Reshoring focuses on quantifying the hidden costs and risks associated with offshoring, typically 15 to 25 percent of the ex works price. By adopting LeanShoring™ practices, organizations can reduce domestic manufacturing cost by eliminating waste in their current processes – including anything that does not provide value to the end customer – while driving an enterprise wide continuous improvement process. The key to LeanShoring™ is doing a total cost analysis and then using lean practices – as opposed to using the same wasteful practices that allowed the work to be offshored in the first place. If LeanShoring™ can produce an additional 10 percent savings, 40 percent of what is now offshored can be reshored profitably, or up to 50 percent when President Trump’s tariffs are applied.

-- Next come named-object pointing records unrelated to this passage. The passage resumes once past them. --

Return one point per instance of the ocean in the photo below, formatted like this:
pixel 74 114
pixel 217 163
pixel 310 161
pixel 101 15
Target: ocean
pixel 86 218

To help businesses become more competitive the Association for Manufacturing Excellence (AME) has a network of North American consortia, which are clusters of local companies that collaborate for broad, deep, accelerated lean and continuous improvement processes that are better, faster, cheaper and easier than what they can do alone. These dynamic practitioner-to-practitioner networks are designed to support small- and mid-size companies so they can sustain and refine their continuous improvement journey.
Sen. Marsha Blackburn (R-Tenn.) and Sen. Tom Cotton (R-Ark.) echoed fears from experts that America is too dependent on China to produce crucial medicine and said the COVID-19 pandemic has threatened critical supply chains.
“We need to end Chinese control over our health and wellness in this pharmaceutical supply chain,” Blackburn said on the floor of the U.S. Senate, calling for an increase in domestic production.
The Way Forward
As a strategy, more companies are shortening their supply chain, which reduces cost, risk and delivery times. By working together with AME, their actions will provide companies and their communities with a distinct competitive advantage; together they can boost their productivity and improve their sustainable resilience in this fast-changing competitive world.
Moser and the Reshoring Initiative are collaborating with AME to promote LeanShoring™ as part of AME’s manufacturing renaissance initiative.
“We are committed to changing the sourcing paradigm from ‘offshored is cheaper’ to ‘local reduces the total cost of ownership’,” said Moser.
AME and its alliance partners are working together to help organizations reduce operational wastes and supply chain disruptions, and to reskill their workforces to improve and better compete and win on the world stage.
Kim Humphrey is president & CEO of AME.